Erm, it was my understanding that @disable this() meant that it becomes illegal to initialize a struct to *just* .init (or call the .init property directly), and that a constructor must be called. The .init property still exists though, because construction can't actually happen without .init anyways... ------ import std.stdio; struct S { int i; S(int v) { i+=v; } } void main() { // S s1; //Error: variable main.main.s1 initializer required for type S S s3 = S(3); writeln(s3.i); } ------ 3 ------ The fact that this program outputs three is proof that s3 is first .init initialized, before the constructor is called proper. That's the only logical behavior (IMO) when you think of how D's initialization scheme works. If .init was truly disabled, the ONLY legal initialization would become: ---- S s = void; ---- THIS works though :/ ??? -------- void main() { S s2 = S(); //WHAT...? S s3 = S(3); writeln(s3.i); } -------- I side with Jonathan that S() and .init should be the same thing. There are no "default constructors" (or "no-arg", to my great dismay), in D, so having "S s = S();" do some things behind the scenes that "S s;" doesn't is just not conceivable from a language standpoint. The fact that the stack pointer is not known at compile time in .init (I think, anyways) should not prevent "S s;" from properly initialized, be it by a stwo-step scheme if needed. That is a compiler implementation details, and users should (NEED) to remain blissfully unaware of it. Either that, or we allow a true constructor that takes no argument: S s; // .init S s = S(); // this(){...} But as of right now, it would seem there is a bastard of an hybrid that is half of both.

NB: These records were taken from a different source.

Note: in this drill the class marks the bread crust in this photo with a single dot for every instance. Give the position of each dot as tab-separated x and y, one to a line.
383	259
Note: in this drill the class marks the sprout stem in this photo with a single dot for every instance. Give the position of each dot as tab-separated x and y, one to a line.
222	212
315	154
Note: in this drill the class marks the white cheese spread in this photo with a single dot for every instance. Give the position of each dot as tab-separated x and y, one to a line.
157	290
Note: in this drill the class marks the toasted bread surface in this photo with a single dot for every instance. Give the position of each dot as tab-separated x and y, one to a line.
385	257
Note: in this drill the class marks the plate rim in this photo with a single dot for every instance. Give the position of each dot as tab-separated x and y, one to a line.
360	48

Commits pushed to master at https://github.com/D-Programming-Language/dmd https://github.com/D-Programming-Language/dmd/commit/572b28e157c534bcbe918e11f9a52c7c6aa1379e fix Issue 7021 - Structs with disabled default constructors can be constructed without calling a constructor. https://github.com/D-Programming-Language/dmd/commit/3038cf1a60e07dfae3976aa7f0f2e0d17aef47d1 Merge pull request #1132 from 9rnsr/fix8703 Issue 7021 - Structs with disabled default constructors can be constructed without calling a constructor.